Warning

Bank of England and FCA latest warnings and guidance target ‘crypto’ assets

Regulations, regulations, and more regulations

Just as CoinGeek has predicted for years now, the law is catching up with the digital currency industry. Last week, the Bank of England (BOE) and the U.K.’s Financial Conduct Authority (FCA) made statements and issued updated guidance for industry participants.

The Bank of England noted that as the industry grows, it will pose a risk to the wider financial system. It also released an updated regulatory framework. Meanwhile, the FCA spoke of several concerns that digital currency firms should keep in mind as the deadline for its AML digital asset register approaches.

Starting with the Bank of England

The Bank of England acknowledged that “crypto-asset technology” is creating new financial assets and new means of intermediation. It stated that, right now, the size of the sector is still small as compared to the traditional financial sector. However, it noted that should it continue to grow at the pace it has been, the interlinkage between the two will increase, and the activity in the digital currency sector will begin to influence and reshape activity in the traditional financial sector.

The central bank acknowledged the benefits of blockchain technology, including lower transactions fees, greater user choice, and interoperability between payment systems. However, it emphasized that these benefits can only be realized in a safe, well-regulated environment. 

With this aim in mind, the Financial Policy Committee (FPC) “will seek to ensure that risks to financial stability arising from those market activities are mitigated.” In other words, the activities of the industry will be regulated and contained so that they will not pose a wider risk to financial stability even as they grow.

Today, the FPC is monitoring the activities of the industry and looking out for risks to financial stability. Specifically, they’re looking at:

  • Risks to systemic financial institutions
  • Risks to core financial markets
  • Risks to the ability to make payments
  • Risks to the real economy and balance sheets

“The FPC is of the view that as crypto-assets and DeFi grow and develop, enhanced regulatory and law enforcement frameworks are needed, both domestically and on a global level,” the Bank of England stated.

Elaborating, the FPC said that where the technology is performing an equivalent economic function to one in the traditional financial sector, this should take place within existing regulatory frameworks.” In other words, activities such as lending and borrowing will be subject to the same AML/KYC rules as the traditional sector, and anything like banking activity will be subject to the same rules around reserve requirements, customer protection, etc.

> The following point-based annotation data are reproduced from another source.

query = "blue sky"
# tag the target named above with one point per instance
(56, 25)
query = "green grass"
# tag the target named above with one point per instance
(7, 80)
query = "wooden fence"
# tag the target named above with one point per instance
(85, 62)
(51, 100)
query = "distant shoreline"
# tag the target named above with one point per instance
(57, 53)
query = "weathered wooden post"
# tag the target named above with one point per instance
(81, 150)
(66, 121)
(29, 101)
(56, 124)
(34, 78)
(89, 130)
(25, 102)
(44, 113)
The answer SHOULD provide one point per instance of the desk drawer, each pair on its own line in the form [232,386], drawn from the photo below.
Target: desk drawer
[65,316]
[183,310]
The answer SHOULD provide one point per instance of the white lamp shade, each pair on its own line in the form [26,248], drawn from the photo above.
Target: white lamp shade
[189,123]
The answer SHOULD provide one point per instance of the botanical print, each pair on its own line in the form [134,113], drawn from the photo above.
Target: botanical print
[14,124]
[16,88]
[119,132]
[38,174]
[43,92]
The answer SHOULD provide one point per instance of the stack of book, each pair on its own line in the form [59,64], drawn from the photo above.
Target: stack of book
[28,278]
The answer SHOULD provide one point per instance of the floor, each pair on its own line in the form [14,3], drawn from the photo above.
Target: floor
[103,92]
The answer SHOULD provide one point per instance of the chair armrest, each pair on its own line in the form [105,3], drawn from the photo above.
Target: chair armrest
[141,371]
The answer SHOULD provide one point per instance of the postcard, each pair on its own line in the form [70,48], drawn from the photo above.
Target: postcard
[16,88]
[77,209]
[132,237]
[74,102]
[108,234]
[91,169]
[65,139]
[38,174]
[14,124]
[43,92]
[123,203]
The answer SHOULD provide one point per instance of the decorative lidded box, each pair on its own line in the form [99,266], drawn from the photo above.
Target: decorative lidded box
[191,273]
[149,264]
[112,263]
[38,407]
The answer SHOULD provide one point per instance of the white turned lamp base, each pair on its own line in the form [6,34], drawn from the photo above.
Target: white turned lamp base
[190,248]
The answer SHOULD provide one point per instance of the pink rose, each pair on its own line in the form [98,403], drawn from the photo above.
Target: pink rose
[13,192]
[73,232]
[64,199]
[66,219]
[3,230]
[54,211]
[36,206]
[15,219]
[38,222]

Now for the Financial Conduct Authority notice

On the same day that the Bank of England published its statement, the FCA published one of its own. The financial regulator issued a notice reminding all firms with exposure to “crypto-assets” of their existing obligations when interacting with or exposed to them.

What are those obligations? The FCA spelled out some of the risk areas that registered firms need to consider.

1. Being clear with customers. The FCA acknowledged that much of the activity in the industry still sits outside of its purview. Therefore, firms should be clear with customers about what is regulated and what is not. Take note, Bitpanda.

2. Financial Crime and registration of crypto-asset businesses. Firms must comply with Money Laundering, Terrorist Financing, and Transfer of Funds regulations (MLRs). This includes being registered with the FCA, having appropriate systems and controls, and assessing the risks.

3. Prudential considerations. The FCA pointed out that while there are no prudential treatments specific to digital currency assets, regulatory obligations still apply. This involves assessing and mitigating potential harm to clients, the markets the firm operates in, and to itself.

4. Custody considerations. All FCA-regulated firms agree to a set of principles. Principle 10 compels the firms to arrange adequate protection for clients’ assets.

Among other things, misleading customers, failing to prevent money laundering and terrorist financing, losing client assets, or exposing them to risk without a proper assessment will not be tolerated. And no, ignorance of the law is not a defense because plenty of guidance has been published about all of this.

More movement towards the new era of digital currencies and assets

As the statements of these two U.K. financial institutions show, and as we’ve been saying for years now, the cypherpunk-inspired ‘Wild West’ era of Bitcoin and digital currencies is over. Existing regulations already apply to exchanges, wallet providers, miners, and other ecosystem participants in most countries. Where gaps exist, new regulations are being signed into law at a pace that’s difficult to keep up with.

What does all of this mean? It means we’re entering a new era in which the crime and corruption that has largely characterized the industry will no longer be tolerated. Those with duties to prevent it will be held to account, and projects designed to facilitate law-breaking will be chased into the shadows and become increasingly insignificant.

As we enter this new transparent, regulated phase of the industry, the true potential of Bitcoin and blockchain technology will shine. While the industry “OG’s” will no doubt lament it, those of us who believe in the potential of Bitcoin to reduce financial crime, bring about increased economic efficiency, and unleash new industries will be celebrating.